One of the affected custodians appealed the decision.
So when Cram retired the following year, the $13,391 taken out of his paychecks over the years remained in limbo. Same goes for the $595,133 socked away by about 120 other Brockton custodians who retired after 2012 or are still working.
More than four years later, little has changed.
“Pretty bad timing,” Cram said. “It’s frustrating because it’s our money we put in there.”
For Ellen Horsman, it’s already too late. Husband Dennis ran out of time, passing away on May 29.
The former custodian worked almost 40 years for the school district.
“He kept saying to me, ‘I’ll be gone before this is settled.’ And he is,” Ellen told the WBZ I-Team with tears in her eyes. “This is how you reward someone who gives his heart and soul into his job?”
The retirement case was held up at a little-known, but powerful, state agency called the Division of Administrative Law Appeals (DALA).
The agency makes critical decisions impacting everyday life in Massachusetts, hearing appeals from licensed professionals like doctors, nurses, and daycare operators who are contesting disciplinary measures by state boards.
A large chunk of DALA’s cases are local and state employees who disagree with pension calculations, just like the situation with the Brockton custodians.
The Brockton case lasted more than four years. Even after closing arguments were filed in May 2015, a magistrate didn’t issue a decision until July, days after the I-Team inquired about the case.
Chief Magistrate Ed McGrath said the timing was coincidental. Regardless, the head of the agency admitted it was far too long for families to wait for a decision.
“That kind of wait is not acceptable and we realize that,” McGrath said. “I think things have to improve and they will improve.”
An internal report obtained by the I-Team shows the Brockton case is far from an isolated incident.
Consultants with The Ripples Group identified delays as DALA’s main issue. According to the report, completed in April, 70% of petitioners disagree their cases were handles in a timely manner.
It is a problem stretching back to 2000, the year the agency started accumulating a massive backlog of cases.
Consultants recommended DALA spend $800,000 to temporarily hire magistrates for a two-year period to address the backlog dilemma.
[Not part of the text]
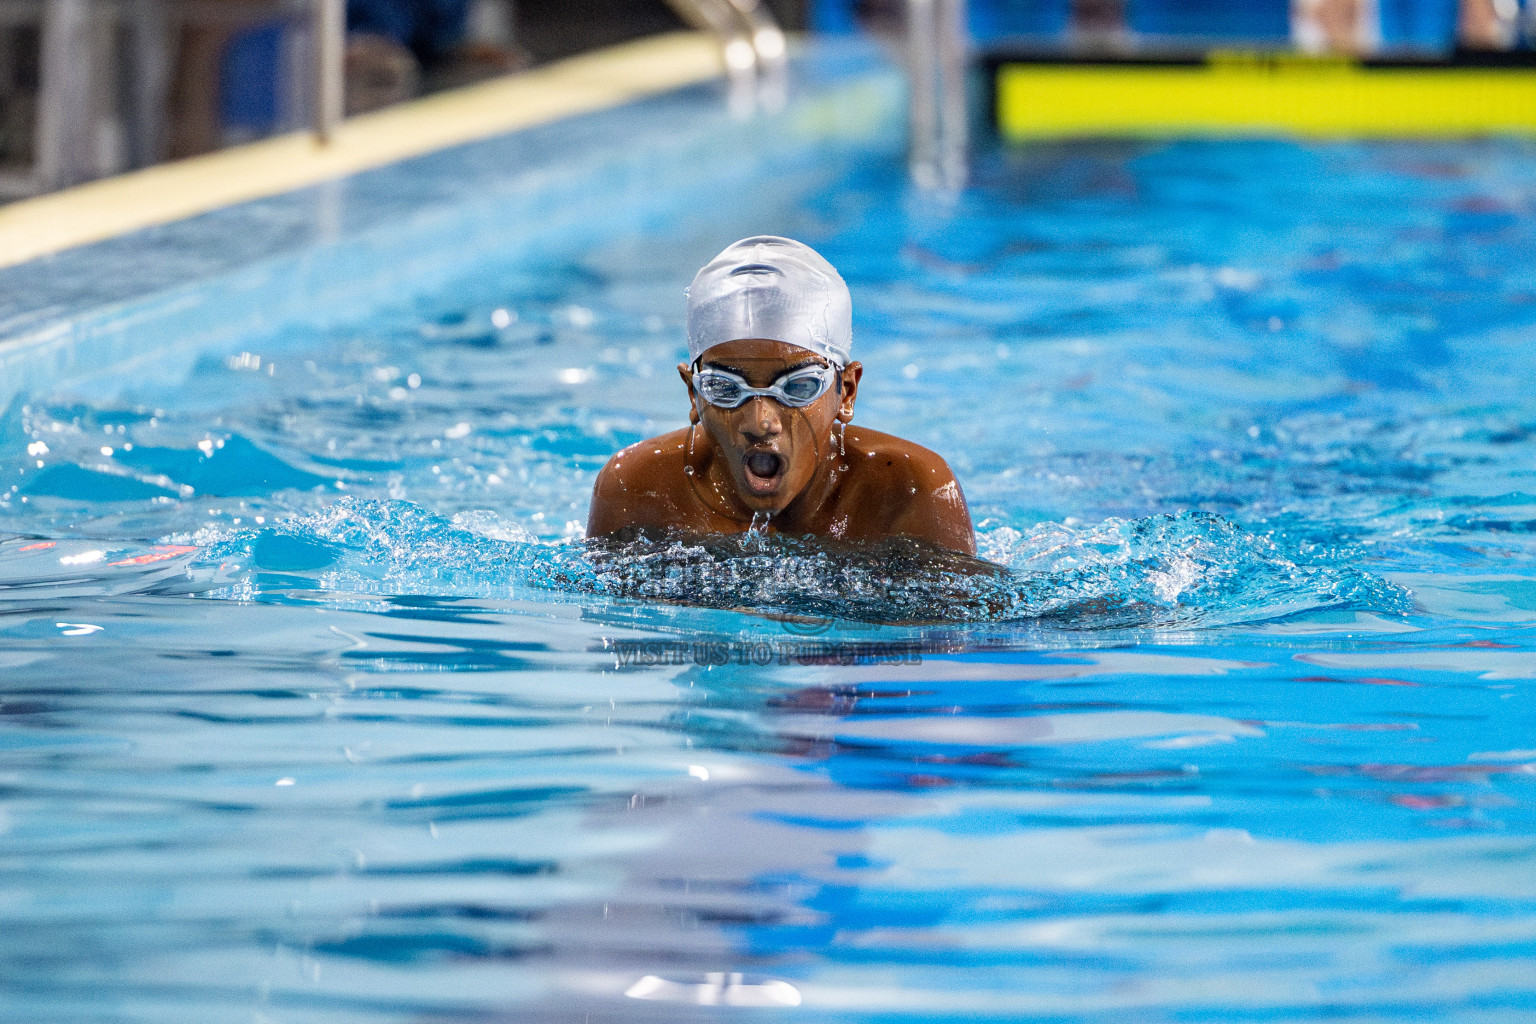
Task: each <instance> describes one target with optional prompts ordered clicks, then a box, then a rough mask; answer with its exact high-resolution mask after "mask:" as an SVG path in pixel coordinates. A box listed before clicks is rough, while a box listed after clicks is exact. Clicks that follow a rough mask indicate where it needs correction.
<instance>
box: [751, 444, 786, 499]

But McGrath said that idea is not in the budget forecast.
A new case-tracking system and other recent procedural changes are making a difference, he said. For the first time in 15 years, the agency closed more cases than it received in 2015.
“It’s going to take time. It’s going to take a long-term commitment, but we will make things better,” McGrath promised.
In the Brockton case, a DALA magistrate upheld the decision, ruling the crossing guard payments should not be calculated into pension amounts.
“Any retirement contributions withheld from traffic duty payments shall be refunded,” the ruling said.
The former custodian challenging the case is now pursuing one final legal appeal before the issue is resolved.
So, for now, Cram continues to wait for the $13,000 check to land in his mailbox.
“We’re on a fixed income,” he said. “There are a lot of things we could use the money for.”
Horsman said her late husband had wanted to take his three sons and seven grandchildren on a trip. Even if the money finally arrives, the grieving widow already feels robbed.
“It’s a shame he’s not going to have that chance to be with his family on the vacation of a lifetime,” she said while fighting back tears. “They stole that from us.”